“Round up the usual suspects.”
Funny how that line near the end of “Casablanca” provides a fitting epitaph for Bountygate, too. Like Capt. Renault in the film classic, former NFL Commissioner Paul Tagliabue was presented with a crime and empowered as both judge and jury. He considered the evidence, weighed the injury to the parties involved, then concluded _ conveniently _ that no further action was required. Justice had already been served.
Tagliabue’s reasoning was torturous, but the result was fair. He decided the two Saints players who took part in cash-for-hits program run by former defensive coordinator Gregg Williams from 2009-2011, and a third who assisted in trying to cover it up, had suffered enough, commuting the suspensions to time served and erased their fines. And he cleared Scott Fujita, who’d maintained his innocence all along.
Just as important, Tagliabue affirmed current Commissioner Roger Goodell’s findings of fact in the case, even if he didn’t agree with the ham-handed way the punishments were doled out. Tagliabue knew his successor didn’t need any more challenges to his reputation or authority at the moment, not with back-to-back tragedies casting a shadow over the league’s last two weekends and concussion-related lawsuits piling up outside the door to his office. Most important, Tagliabue knew the people at the top of the Saints organization who were responsible for the bounty scheme _ general manager Mickey Loomis, coach Sean Peyton, Williams and several others; in this case, “the usual suspects” _ were already serving time, banished from the league for varying lengths of time and slapped with heavy fines.
Goodell isn’t completely in the clear, either. Linebacker Jonathan Vilma, whom Goodell hit the hardest, said Tuesday he would press ahead his defamation lawsuit against the commissioner, which only seems fair. I wrote back in May that Goodell “better have the goods,” and that “somewhere in the 50,000 pages of documents related to the Saints bounty program better be some compelling evidence that it was much more organized and way more vicious than anything the NFL had ever seen. Otherwise, the punishment he’s doled out already has exceeded the crime.”
What Williams did wasn’t all that different from what coaches have been doing since football was invented. He just kept better records, bragged about it too often and loudly, and despite repeated warnings, his bosses in the locker room and the front office didn’t see fit to shut it down. About the fourth or fifth time Williams handed out cash for big hits, or launched into one of his “kill the head” pep talks, it was only natural to assume that was the company policy. That the players “just sat and nodded at Williams instead of calling a crisis intervention hotline,” as one writer put it, “was not grounds to take away their livelihood for long periods of time.”
Tagliabue agreed. But with Goodell facing an increasingly rebellious players’ union in just the second year of a 10-year collective bargaining agreement, his predecessor saw no reason to limit the commissioner’s discretionary powers.
“To be clear: this case should not be considered a precedent for whether similar behavior in the future merits player suspensions or fines,” his ruling said.

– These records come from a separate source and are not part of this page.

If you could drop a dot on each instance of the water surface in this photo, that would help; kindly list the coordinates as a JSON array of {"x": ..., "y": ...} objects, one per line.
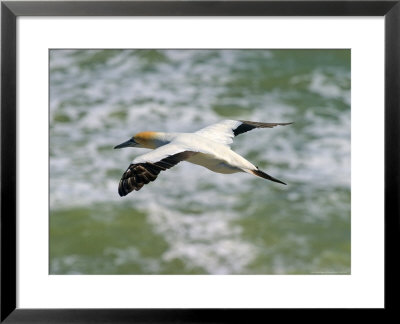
[{"x": 192, "y": 221}]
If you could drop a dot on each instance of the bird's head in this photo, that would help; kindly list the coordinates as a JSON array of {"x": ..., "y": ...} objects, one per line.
[{"x": 142, "y": 139}]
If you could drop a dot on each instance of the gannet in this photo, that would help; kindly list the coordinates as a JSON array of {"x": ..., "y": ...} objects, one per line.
[{"x": 208, "y": 147}]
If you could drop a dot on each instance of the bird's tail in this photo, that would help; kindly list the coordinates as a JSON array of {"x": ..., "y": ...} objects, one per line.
[{"x": 264, "y": 175}]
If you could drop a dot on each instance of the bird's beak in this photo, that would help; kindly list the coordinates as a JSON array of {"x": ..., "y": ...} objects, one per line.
[{"x": 129, "y": 143}]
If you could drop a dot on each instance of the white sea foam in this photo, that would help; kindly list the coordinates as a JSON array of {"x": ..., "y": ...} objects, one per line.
[{"x": 106, "y": 104}]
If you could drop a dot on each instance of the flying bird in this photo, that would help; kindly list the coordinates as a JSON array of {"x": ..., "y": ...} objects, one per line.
[{"x": 208, "y": 147}]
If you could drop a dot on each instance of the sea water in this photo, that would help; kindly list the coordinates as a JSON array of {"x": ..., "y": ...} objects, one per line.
[{"x": 190, "y": 220}]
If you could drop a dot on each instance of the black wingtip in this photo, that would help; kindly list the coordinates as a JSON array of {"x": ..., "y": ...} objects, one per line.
[{"x": 264, "y": 175}]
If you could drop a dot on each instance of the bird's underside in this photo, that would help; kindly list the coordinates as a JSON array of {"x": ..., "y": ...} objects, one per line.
[
  {"x": 210, "y": 149},
  {"x": 137, "y": 175}
]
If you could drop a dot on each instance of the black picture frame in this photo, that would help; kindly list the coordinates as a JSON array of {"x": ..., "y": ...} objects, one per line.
[{"x": 11, "y": 10}]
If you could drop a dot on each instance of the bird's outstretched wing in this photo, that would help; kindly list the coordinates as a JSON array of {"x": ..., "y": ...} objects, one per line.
[
  {"x": 224, "y": 131},
  {"x": 145, "y": 168}
]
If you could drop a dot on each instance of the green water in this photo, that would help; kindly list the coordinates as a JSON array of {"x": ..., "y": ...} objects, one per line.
[{"x": 192, "y": 221}]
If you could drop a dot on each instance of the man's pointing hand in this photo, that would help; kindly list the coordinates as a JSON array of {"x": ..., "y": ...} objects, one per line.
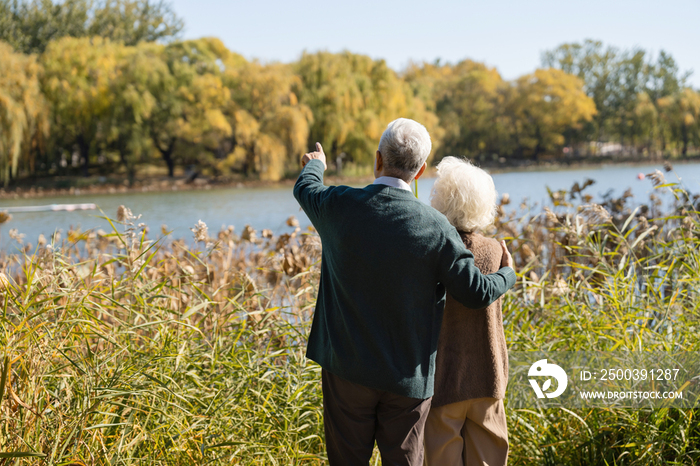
[{"x": 318, "y": 154}]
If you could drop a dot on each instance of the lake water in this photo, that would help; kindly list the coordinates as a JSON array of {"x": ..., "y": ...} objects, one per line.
[{"x": 270, "y": 207}]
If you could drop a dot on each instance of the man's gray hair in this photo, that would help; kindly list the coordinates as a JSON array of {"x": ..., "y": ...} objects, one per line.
[{"x": 405, "y": 146}]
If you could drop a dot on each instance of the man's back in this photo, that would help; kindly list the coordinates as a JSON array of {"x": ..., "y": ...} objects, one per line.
[{"x": 379, "y": 307}]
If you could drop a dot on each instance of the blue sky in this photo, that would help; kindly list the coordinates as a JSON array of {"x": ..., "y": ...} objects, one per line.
[{"x": 510, "y": 35}]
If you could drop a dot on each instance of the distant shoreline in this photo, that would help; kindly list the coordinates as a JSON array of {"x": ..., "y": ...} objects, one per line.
[{"x": 80, "y": 186}]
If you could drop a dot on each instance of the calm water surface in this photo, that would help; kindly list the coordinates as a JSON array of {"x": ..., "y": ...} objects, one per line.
[{"x": 270, "y": 207}]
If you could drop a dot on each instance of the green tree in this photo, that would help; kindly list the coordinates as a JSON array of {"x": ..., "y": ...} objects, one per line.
[
  {"x": 353, "y": 98},
  {"x": 23, "y": 112},
  {"x": 542, "y": 106},
  {"x": 467, "y": 98},
  {"x": 271, "y": 127},
  {"x": 30, "y": 25},
  {"x": 597, "y": 66},
  {"x": 78, "y": 83}
]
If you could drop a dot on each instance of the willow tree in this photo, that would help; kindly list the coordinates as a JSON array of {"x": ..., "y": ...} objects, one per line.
[
  {"x": 78, "y": 83},
  {"x": 467, "y": 98},
  {"x": 141, "y": 72},
  {"x": 31, "y": 25},
  {"x": 542, "y": 106},
  {"x": 681, "y": 112},
  {"x": 353, "y": 98},
  {"x": 23, "y": 111},
  {"x": 271, "y": 127}
]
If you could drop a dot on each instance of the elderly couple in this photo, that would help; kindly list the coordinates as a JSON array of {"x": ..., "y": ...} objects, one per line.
[{"x": 408, "y": 327}]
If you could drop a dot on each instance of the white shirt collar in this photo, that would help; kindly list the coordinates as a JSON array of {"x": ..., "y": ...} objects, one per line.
[{"x": 393, "y": 182}]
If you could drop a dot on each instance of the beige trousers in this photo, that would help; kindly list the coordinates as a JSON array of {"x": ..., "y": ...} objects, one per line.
[{"x": 468, "y": 433}]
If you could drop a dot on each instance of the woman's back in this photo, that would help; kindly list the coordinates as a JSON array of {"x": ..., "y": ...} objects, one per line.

Tagliabue also concurred that the Saints organization deserved to be punished severely, and had been. Not just for allowing Williams to rant on and run and his little “performance” pool unchecked for several seasons, but for trying to impede the league’s investigation at every turn along the way. Unlike his players, Williams’ bosses quit fighting and fessed up. Bet they wish now, like the players, they had a union, too.
The surprise here isn’t Tagliabue’s decision. It was clear months ago, despite selective excerpts from the league’s voluminous files, that Goodell didn’t have the goods to take the unilateral actions he did. And that was only reinforced by the sham of an appeals process that wound its way back to his desk. The real surprise, ultimately, is that Tagliabue got to decide the case at all.
Goodell agreed to an appeal of the appeal with considerable reluctance, likely thinking that if anyone would understand his rationale, it would the guy who once sat in the same seat. The union initially opposed Tagliabue’s selection for that very reason, fearing he was too invested in the league’s business to be a fair arbiter. Turns out they both got it wrong.